My father’s logbooks had also been of fleeting interest. His escapades during the 2nd World War targeting German trains, often decoys, were not worth bragging about to my friends since they seemed less believable than the home movies we use to see of shows like “The man from uncle” – (TV only arrived in South Africa in the mid seventies). Besides none of their fathers had flown about the skies day after day over northern Italy, above cities like Parma, which were now far off the beaten tracks of our regular vacation spots.
Even the comic books offered better graphics to stimulate the imagination than pictures of old planes and guys often with Xs bloc-ing out their faces. Certainly none of my friends would have believed the one time after darting through a blanket of AK AK with the target obscured by dust from previous bomb bursts, my father pulled up a little late before releasing his three, five-hundred-pound bombs, and still managed to score a “D/H”.

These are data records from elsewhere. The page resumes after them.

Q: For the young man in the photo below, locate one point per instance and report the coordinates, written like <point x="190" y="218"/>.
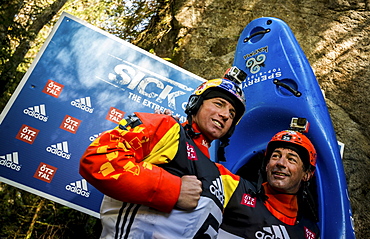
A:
<point x="142" y="166"/>
<point x="273" y="209"/>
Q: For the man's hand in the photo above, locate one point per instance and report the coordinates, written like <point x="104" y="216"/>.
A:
<point x="191" y="188"/>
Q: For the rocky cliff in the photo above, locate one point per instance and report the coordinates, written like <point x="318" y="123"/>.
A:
<point x="201" y="36"/>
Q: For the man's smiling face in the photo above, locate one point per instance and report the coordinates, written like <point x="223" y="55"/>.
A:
<point x="285" y="171"/>
<point x="214" y="118"/>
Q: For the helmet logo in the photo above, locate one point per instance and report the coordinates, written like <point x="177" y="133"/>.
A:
<point x="286" y="137"/>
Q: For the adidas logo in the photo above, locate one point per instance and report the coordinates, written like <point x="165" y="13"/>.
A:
<point x="37" y="112"/>
<point x="217" y="189"/>
<point x="10" y="161"/>
<point x="275" y="231"/>
<point x="59" y="149"/>
<point x="83" y="104"/>
<point x="79" y="187"/>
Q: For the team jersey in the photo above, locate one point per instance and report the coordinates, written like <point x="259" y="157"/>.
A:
<point x="138" y="166"/>
<point x="246" y="216"/>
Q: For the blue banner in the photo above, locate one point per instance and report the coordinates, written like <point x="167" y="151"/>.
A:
<point x="83" y="82"/>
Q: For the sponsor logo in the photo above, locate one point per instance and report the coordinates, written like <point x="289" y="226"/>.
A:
<point x="10" y="161"/>
<point x="309" y="234"/>
<point x="148" y="84"/>
<point x="37" y="112"/>
<point x="27" y="134"/>
<point x="45" y="172"/>
<point x="191" y="152"/>
<point x="79" y="187"/>
<point x="83" y="104"/>
<point x="93" y="137"/>
<point x="59" y="149"/>
<point x="275" y="231"/>
<point x="217" y="189"/>
<point x="115" y="115"/>
<point x="70" y="124"/>
<point x="53" y="88"/>
<point x="248" y="200"/>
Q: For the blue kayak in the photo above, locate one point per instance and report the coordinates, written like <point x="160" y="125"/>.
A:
<point x="280" y="84"/>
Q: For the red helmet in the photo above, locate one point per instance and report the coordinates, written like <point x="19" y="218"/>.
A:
<point x="296" y="141"/>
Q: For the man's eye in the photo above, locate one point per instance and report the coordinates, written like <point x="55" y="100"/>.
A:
<point x="232" y="115"/>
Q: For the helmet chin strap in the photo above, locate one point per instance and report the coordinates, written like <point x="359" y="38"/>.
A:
<point x="189" y="129"/>
<point x="221" y="149"/>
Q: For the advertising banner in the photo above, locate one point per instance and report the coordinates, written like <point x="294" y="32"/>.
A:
<point x="83" y="82"/>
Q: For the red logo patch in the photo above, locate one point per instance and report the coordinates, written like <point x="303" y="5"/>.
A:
<point x="27" y="134"/>
<point x="45" y="172"/>
<point x="53" y="88"/>
<point x="70" y="124"/>
<point x="115" y="115"/>
<point x="191" y="152"/>
<point x="248" y="200"/>
<point x="309" y="234"/>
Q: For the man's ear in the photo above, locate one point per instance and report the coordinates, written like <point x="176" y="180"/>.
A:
<point x="307" y="175"/>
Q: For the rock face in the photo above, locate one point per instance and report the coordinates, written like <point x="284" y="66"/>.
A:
<point x="201" y="36"/>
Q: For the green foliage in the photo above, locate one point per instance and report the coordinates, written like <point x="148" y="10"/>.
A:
<point x="24" y="26"/>
<point x="24" y="215"/>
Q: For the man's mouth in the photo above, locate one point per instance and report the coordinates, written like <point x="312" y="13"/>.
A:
<point x="280" y="174"/>
<point x="217" y="123"/>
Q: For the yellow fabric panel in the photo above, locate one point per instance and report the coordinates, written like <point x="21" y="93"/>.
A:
<point x="230" y="185"/>
<point x="165" y="150"/>
<point x="102" y="150"/>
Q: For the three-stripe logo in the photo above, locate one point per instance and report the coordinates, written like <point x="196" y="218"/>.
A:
<point x="10" y="161"/>
<point x="60" y="149"/>
<point x="37" y="112"/>
<point x="79" y="187"/>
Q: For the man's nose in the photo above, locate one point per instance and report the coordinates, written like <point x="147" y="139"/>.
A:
<point x="282" y="161"/>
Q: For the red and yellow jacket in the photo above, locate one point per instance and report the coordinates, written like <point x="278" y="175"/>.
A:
<point x="132" y="164"/>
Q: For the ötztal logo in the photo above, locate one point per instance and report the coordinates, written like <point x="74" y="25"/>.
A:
<point x="37" y="112"/>
<point x="45" y="172"/>
<point x="83" y="104"/>
<point x="309" y="234"/>
<point x="248" y="200"/>
<point x="53" y="88"/>
<point x="275" y="231"/>
<point x="10" y="161"/>
<point x="115" y="115"/>
<point x="217" y="189"/>
<point x="191" y="152"/>
<point x="70" y="124"/>
<point x="27" y="134"/>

Despite my popularity, a consequence of my mother’s penchant for bringing home the “most beautiful women in South Africa”, my standing on the “A List” would have suffered horribly had I then proceeded to tell a story of how my father got back to his base despite his electrical system, undercarriage, wings and tailplane having been severely damaged by his own bombs exploding. Certainly, the “fatal blow” would have been my informing them that his basic training in Vereenig-ING, South Africa, achieving an overall “above average,” had saved his life as he approached the landing strip at home base. Perhaps, what prevented me most from swaggering was that they all knew my Dad; so how could I tell a story about someone who never once tT-Oot-ed his own horn, not even to this day.
On that day Ben Gurion gave new meaning to the sense of achievement of those like my father who were only three years older than us “tw-r-ots” seated cross-legged before him. He also certified that, had my father and his “friend-s” known about the railway lines that were being used to transport 6 million Jews to their death, they would have acted with or without orders from above, for they were no more than a sling-shot away.
Ben Gurion knew they were very well trained in making every ordinance count, where “Direct Hits” had a lot to do with going in low and fast. He seemed to remember that prior to the outbreak of the War of Independence in 1948 many of these pilots still not of legal drinking age performed missions for which they had received no training as fighter-bomber-pilots. Their resourcefulness in retrieving munitions and aircraft hidden from their American Commanding Officers prior to the surrender of the Nazis, blunt-ed the waves of attacks of those who now sought to reclaim this now-so-desired territory, who also had the vision to forecast that the Jewish head-strong would one day create a land that tTOo flowed with milk and honey and silicon to boot.
Thirteen months later to the day, Ben Gurion died. He is buried a stone’s throw away from that very green patch of lawn.
 Today is my father’s 77th birthday. His World War II logbooks along with the wings which bear the lip-s-h-tick-imprint of his “shi-k-sa” girlfriend’s “good luck” kiss before he went off on 1 of his 71 missions are today, together with the diary I kept of my own esc-ape-aids as 15-year-old Ill-panic, my prized possessions. My Ulpanic buddies should not panic as there are currently bigger en-VE-ron-mentally dysfunctional fish to fry.